In terms of retirement, yes, I am (retired early at age 58 almost two years ago). But my point was that the Conventional Wisdom is that "bonds are a bad thing for long term." If done right (and with a little bit of luck), a properly managed corporate bond portfolio delivering a consistent 6-8% return (which we will see again) makes as much, or perhaps more, sense than riding the ups and downs in the market hoping for a better return.
 
Runaway inflation is a concern but that would be the case regardless of where you are.
Sure, it is bad news for most assets. But not all, and of those affected, not many are as negatively affected as long term bonds.

Ha
 
I've read a lot about the "carnage" in the bond market.

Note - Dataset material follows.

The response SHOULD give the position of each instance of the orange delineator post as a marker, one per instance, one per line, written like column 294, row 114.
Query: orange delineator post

While I don't particularly like bonds (I mostly agree that bonds are for getting out of jail, as one equity manager said years ago), it really doesn't seem that bad to me.

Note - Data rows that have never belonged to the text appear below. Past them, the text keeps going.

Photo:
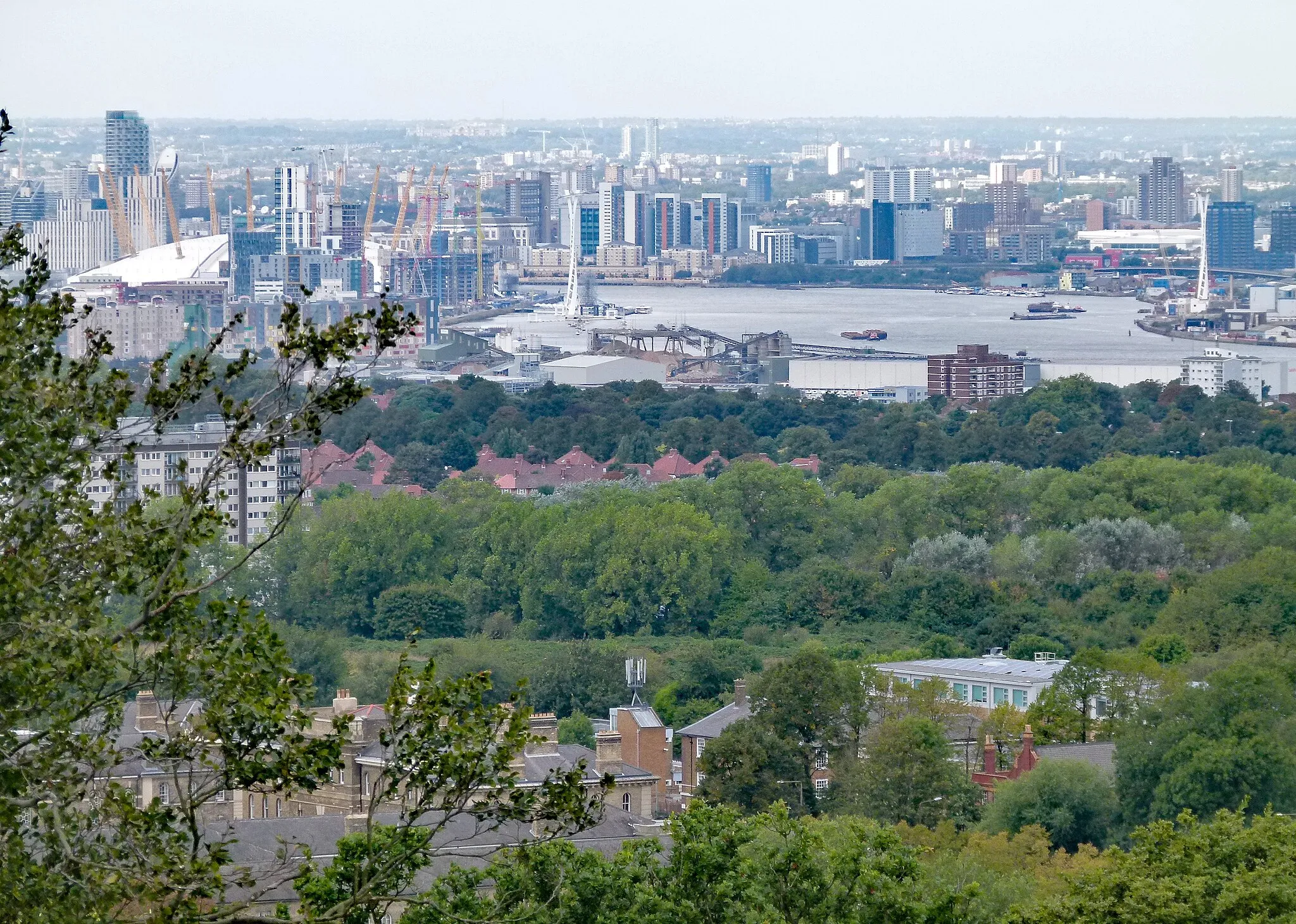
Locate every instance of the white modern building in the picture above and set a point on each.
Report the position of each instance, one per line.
(919, 231)
(775, 246)
(836, 158)
(81, 237)
(294, 211)
(179, 456)
(1142, 239)
(1218, 367)
(1112, 373)
(857, 377)
(899, 184)
(591, 370)
(984, 682)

Barclays US Aggregate Bond Index, although on pace for its worst year ever according to an article in Investment News July 15, having just its third down year since 1976, is only down 2.71%. 1994 was the worst they cite, having been down 2.9%.
Seems like there must have been worse years than that.
So, this is bad?


I would have guessed that during the 70s when 10 year Treasuries were up 5% in a a couple of years, bond market loses would have been worse.


Still it is all about the risk/reward ratio. The upside to bonds with their pathetically low yield of 2-2.5% the last couple of years was very limited. A far cry from most years were you were getting paid 5-6% to hold them.